Paper A generalizes results obtained by Moser in \cite{Mos90} to tori of any dimension.  The local rigidity result is obtained under simultaneously Diophantine condition on rotation vectors of generators.  We also answer a question raised by Moser about higher-dimensional Diophantine metric approximations, which implies that the local rigidity result for $\mathbb Z^m$ actions, for $m \geq 2$, is strictly stronger then the one for the $\mathbb Z$ action. Namely, there exists a continuum of $\mathbb Z^m$ actions by Liouville rotations which are simultaneously Diophantine. 
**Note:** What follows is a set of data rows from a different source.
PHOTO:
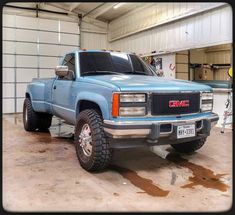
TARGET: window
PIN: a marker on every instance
(108, 63)
(69, 61)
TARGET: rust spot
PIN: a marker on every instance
(140, 182)
(201, 175)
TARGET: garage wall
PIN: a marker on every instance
(209, 28)
(32, 47)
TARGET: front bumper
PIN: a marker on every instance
(152, 129)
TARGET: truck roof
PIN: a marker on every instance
(98, 50)
(103, 50)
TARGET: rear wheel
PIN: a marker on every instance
(189, 147)
(34, 120)
(92, 148)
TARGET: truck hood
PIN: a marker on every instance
(147, 83)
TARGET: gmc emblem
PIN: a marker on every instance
(178, 103)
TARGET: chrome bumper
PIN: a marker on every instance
(143, 129)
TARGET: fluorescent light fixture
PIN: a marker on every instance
(116, 6)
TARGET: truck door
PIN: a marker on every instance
(64, 92)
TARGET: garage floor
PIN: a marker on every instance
(42, 173)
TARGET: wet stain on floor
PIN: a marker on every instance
(201, 175)
(143, 183)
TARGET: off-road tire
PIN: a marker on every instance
(189, 147)
(44, 121)
(31, 121)
(101, 153)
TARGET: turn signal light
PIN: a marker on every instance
(115, 105)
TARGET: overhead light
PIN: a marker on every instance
(116, 6)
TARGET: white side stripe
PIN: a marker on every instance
(54, 105)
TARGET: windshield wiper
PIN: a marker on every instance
(100, 72)
(136, 73)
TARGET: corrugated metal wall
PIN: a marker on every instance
(209, 28)
(32, 47)
(94, 34)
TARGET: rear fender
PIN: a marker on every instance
(96, 98)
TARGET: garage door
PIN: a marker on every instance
(32, 47)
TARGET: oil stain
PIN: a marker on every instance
(201, 175)
(140, 182)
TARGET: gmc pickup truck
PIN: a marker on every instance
(116, 100)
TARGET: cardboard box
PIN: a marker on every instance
(204, 73)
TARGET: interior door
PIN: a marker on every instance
(64, 93)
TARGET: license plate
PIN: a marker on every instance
(184, 131)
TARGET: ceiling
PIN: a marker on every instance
(103, 11)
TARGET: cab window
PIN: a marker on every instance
(69, 61)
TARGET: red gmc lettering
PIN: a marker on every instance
(178, 103)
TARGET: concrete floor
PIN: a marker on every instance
(42, 173)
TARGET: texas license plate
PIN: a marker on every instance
(184, 131)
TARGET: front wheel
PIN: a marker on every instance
(92, 148)
(189, 147)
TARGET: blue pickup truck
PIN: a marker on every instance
(116, 100)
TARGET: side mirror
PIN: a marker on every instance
(61, 71)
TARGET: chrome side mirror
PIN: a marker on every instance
(61, 71)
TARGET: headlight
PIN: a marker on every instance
(207, 96)
(129, 104)
(206, 101)
(133, 97)
(132, 111)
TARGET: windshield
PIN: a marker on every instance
(95, 63)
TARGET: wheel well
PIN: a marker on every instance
(85, 104)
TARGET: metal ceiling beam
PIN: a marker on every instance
(74, 6)
(107, 8)
(60, 7)
(93, 9)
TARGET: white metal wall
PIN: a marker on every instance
(32, 48)
(209, 28)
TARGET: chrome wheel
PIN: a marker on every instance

Paper B studies simultaneous linearization of certain commuting nearly integrable diffeomorphisms on the cylinder. To obtain a simultaneous linearization result, this time it is not enough to assume only the proper arithmetic condition on rotation number for a certain generator of this action, but in turn we need two more conditions. One condition is the intersection property for one of the generators of our action,  introduced by Moser in his famous paper about twist maps, and the second condition is the existence of Lipschitz semi-conjugacy between the second generator and the rotation map. Both of these two conditions are in fact necessary since otherwise we construct counterexamples to simultaneous linearization. Further, we compare conditions in our results with those used by Fayad and Krikorian in \cite{FK09} and conclude that their result cannot be used to obtain the results in this paper. 

Paper C studies rigidity properties of ABC group actions on the torus $\mathbb T^3$, by affine transformations. The linear part of such an action is an ABC subgroup of $SL(3,\mathbb Z)$. We study affine actions whose linear part contains a $\mathbb Z^2$ subgroup generated by parabolic matrices. The first step is to investigate when a linear ABC action on $\mathbb T^3$ can be extended to an affine action. The analysis in this paper shows that there are generally two types of linear ABC actions on $\mathbb T^3$. Those that belong to a large family of affine actions, and those that do not and which we call stiff actions. Stiff actions have a factor that cannot be affinely perturbed. We prove conditional local rigidity statement, namely KAM rigidity, for a full measure set of affine actions with a non-stiff linear part. More surprisingly, for the actions that are stiff, we prove a new form of local rigidity, which we label fiberwise KAM rigidity, where we show that even a stiff action can have some local rigidity properties. We classify fiberwise perturbations of such actions. Namely, we can consider stiff actions as extensions, where in the base we have the identity map, and the main dynamics happens in the fibers. Fiberwise KAM rigidity means that fiberwise perturbations are conjugate to the initial action. The method of proof is the KAM iterative method, where one solves the linearized problem approximately, shows that the approximate solution has some good estimates, and uses it as the base of KAM iteration. One important new ingredient is that we use the whole non-commutative action, that is, we use linearization of even non-commutative relations to deal with cohomological obstructions. Another new ingredient is to obtain a posteriori estimates for obstructions that come from leafwise averages of the perturbation. Application of KAM method to stiff actions, without any Diophantine assumptions, shows the power of the KAM method. The method is applied to the ABC action and the study of the non-commutative part is necessary since without it there is not enough cohomological information that would lead to an approximate solution of the linearized problem.